DOH Proposes Regulations to Update Adult Home Quality Improvement Committee Requirements
On November 16th, DOH issued proposed regulations that would update the quality improvement committee requirements for Adult Homes and residences for adults. The proposed regulations would require the development of plans for quality assurance activities, including infection control standards, and within such plans would require the creation of a quality improvement committee. The quality improvement committee would be charged with meeting at least every six months to review findings from the facility’s monitoring of their plans, evaluate the effectiveness of corrective action policies, and identify trends and improvement activities. The committee would include the administrator or operator of the facility, the resident council president or other resident representative, and representatives from frontline employees from each area of operation.

The proposed regulations are available here. Public comment may be submitted to regsqna@health.ny.gov through January 14, 2024.

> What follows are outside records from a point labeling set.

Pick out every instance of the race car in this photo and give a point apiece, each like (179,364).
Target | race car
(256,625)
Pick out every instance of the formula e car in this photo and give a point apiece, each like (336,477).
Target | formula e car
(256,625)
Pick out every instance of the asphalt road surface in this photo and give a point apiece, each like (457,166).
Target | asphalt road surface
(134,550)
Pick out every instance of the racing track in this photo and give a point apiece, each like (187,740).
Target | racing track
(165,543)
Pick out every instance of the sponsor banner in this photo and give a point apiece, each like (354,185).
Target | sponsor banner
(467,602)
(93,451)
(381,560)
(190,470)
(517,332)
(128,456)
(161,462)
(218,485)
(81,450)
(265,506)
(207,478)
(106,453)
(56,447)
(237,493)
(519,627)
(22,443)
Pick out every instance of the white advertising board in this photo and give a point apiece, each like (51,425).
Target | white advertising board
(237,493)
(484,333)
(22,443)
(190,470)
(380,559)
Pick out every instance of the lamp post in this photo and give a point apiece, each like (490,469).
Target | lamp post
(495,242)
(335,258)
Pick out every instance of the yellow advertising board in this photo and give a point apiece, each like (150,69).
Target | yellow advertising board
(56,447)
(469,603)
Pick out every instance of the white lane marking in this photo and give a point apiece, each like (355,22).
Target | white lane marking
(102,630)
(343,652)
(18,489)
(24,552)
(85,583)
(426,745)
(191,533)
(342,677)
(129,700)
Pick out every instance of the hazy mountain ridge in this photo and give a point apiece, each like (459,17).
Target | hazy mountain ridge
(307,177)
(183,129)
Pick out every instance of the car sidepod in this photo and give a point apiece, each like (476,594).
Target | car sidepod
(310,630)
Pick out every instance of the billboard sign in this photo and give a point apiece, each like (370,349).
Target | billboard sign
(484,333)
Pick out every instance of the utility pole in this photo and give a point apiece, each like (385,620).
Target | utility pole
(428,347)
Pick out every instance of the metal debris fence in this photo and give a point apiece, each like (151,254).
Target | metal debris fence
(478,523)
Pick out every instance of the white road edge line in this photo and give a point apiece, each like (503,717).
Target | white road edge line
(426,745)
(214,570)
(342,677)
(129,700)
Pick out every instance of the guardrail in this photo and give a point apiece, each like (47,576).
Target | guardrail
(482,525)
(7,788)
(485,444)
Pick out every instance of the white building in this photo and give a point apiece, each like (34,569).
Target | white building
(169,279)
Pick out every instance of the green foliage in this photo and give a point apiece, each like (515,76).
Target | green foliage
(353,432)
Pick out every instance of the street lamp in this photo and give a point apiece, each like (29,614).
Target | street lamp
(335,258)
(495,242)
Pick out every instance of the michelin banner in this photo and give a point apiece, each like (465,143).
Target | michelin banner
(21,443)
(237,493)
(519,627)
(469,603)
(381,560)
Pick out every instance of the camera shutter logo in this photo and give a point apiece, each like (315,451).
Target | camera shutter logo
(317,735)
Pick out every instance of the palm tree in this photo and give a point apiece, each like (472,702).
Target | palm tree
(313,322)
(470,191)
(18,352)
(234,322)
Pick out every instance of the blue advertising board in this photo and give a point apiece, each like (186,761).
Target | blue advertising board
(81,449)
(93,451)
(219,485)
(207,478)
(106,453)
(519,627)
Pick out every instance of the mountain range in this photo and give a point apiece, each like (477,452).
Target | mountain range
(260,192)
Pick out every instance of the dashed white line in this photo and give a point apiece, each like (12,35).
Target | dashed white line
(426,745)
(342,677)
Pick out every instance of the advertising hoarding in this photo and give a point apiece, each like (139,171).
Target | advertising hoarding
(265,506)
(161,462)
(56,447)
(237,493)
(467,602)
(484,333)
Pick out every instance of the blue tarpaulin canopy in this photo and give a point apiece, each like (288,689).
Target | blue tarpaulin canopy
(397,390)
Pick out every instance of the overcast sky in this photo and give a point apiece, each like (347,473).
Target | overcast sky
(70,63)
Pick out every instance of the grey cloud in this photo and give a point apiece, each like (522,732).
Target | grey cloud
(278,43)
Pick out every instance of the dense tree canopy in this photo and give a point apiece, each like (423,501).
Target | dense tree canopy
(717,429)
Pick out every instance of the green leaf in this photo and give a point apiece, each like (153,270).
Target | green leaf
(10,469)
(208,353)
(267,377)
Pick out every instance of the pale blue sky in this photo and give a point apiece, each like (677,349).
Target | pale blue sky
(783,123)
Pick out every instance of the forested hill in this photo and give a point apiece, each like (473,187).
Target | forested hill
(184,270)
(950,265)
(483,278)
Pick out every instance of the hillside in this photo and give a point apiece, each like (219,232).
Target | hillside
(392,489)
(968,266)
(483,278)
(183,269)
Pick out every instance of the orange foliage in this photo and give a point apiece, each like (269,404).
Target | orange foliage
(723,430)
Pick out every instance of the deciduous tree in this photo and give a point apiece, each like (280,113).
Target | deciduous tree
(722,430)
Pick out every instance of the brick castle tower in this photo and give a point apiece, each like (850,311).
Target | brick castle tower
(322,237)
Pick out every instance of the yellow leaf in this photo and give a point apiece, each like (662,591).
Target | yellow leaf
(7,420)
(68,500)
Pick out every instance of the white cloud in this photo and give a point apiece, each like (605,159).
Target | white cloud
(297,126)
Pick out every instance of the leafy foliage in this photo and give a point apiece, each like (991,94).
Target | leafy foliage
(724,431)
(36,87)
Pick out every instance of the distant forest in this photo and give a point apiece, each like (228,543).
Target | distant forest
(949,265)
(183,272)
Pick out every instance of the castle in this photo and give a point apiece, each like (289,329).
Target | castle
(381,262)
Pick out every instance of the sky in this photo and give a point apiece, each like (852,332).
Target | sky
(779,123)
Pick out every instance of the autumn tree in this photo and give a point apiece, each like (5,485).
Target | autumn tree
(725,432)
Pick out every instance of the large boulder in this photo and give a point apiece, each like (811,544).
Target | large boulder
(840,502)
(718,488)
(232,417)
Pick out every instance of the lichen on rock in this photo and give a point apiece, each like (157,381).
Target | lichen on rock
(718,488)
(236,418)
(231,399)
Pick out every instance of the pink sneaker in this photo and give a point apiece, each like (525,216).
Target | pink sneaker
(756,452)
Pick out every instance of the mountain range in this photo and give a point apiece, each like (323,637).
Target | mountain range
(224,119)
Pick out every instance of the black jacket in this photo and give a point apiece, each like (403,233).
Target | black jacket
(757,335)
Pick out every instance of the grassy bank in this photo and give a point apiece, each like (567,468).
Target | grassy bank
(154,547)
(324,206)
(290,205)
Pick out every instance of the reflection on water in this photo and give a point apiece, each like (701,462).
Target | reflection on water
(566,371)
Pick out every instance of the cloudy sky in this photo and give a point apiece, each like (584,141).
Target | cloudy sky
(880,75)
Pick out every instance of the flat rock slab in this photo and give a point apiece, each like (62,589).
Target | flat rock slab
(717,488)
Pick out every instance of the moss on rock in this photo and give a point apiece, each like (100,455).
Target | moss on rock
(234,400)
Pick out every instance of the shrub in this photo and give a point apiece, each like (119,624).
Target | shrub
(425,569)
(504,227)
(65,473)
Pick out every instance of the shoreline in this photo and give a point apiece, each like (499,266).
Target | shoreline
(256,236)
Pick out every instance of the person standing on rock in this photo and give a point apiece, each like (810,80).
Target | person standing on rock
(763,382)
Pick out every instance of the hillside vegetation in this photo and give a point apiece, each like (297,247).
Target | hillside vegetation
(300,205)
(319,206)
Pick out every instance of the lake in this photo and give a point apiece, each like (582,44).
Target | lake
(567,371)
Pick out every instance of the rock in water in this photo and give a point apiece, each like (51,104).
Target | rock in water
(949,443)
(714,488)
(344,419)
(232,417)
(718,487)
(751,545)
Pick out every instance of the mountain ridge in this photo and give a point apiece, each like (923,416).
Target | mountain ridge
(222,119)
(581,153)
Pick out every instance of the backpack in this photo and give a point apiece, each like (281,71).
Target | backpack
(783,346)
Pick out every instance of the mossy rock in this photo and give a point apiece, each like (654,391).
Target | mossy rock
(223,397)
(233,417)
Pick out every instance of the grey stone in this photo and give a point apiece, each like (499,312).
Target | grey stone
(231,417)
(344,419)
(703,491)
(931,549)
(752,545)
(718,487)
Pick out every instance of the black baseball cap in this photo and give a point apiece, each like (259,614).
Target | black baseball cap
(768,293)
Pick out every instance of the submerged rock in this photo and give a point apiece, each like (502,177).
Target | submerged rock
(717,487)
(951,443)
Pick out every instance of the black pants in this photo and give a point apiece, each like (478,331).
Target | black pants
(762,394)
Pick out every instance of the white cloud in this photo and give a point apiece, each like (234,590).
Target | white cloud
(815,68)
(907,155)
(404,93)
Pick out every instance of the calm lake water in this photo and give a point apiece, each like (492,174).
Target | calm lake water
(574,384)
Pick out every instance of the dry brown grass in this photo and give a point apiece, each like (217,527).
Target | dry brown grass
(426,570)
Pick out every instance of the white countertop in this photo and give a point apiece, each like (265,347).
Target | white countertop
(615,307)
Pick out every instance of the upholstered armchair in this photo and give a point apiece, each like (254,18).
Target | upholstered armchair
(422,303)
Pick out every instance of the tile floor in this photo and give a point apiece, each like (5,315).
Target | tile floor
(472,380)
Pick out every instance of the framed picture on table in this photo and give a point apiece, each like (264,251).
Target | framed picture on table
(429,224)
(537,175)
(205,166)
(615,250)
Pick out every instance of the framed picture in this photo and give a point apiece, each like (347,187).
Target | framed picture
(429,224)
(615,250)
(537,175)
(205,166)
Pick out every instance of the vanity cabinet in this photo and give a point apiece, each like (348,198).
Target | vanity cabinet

Governor Hochul Signs Health Care Legislation
This week, Governor Hochul signed the following health care-related legislation: 

  • S6463A/A7366 requires Office of Children and Family Services (OCFS) statewide training for mandated reporters to include how to identify an abused or maltreated child with an intellectual or developmental disability.
  • S5907/A5520 directs the State Office for the Aging (SOFA) to conduct a study on the number of older adults residing in naturally occurring retirement communities (NORCs) who are suffering from social isolation and loneliness and the services provided to such individuals.
  • S5100/A2190 provides for remote witnessing of health care proxies using audio-video technology.
  • S2330B/A345 requires the Department of Financial Services (DFS) to make public any rate filing or application submitted by long-term care insurance carriers, and requires certain notices to be provided to policyholders regarding premium rate increases.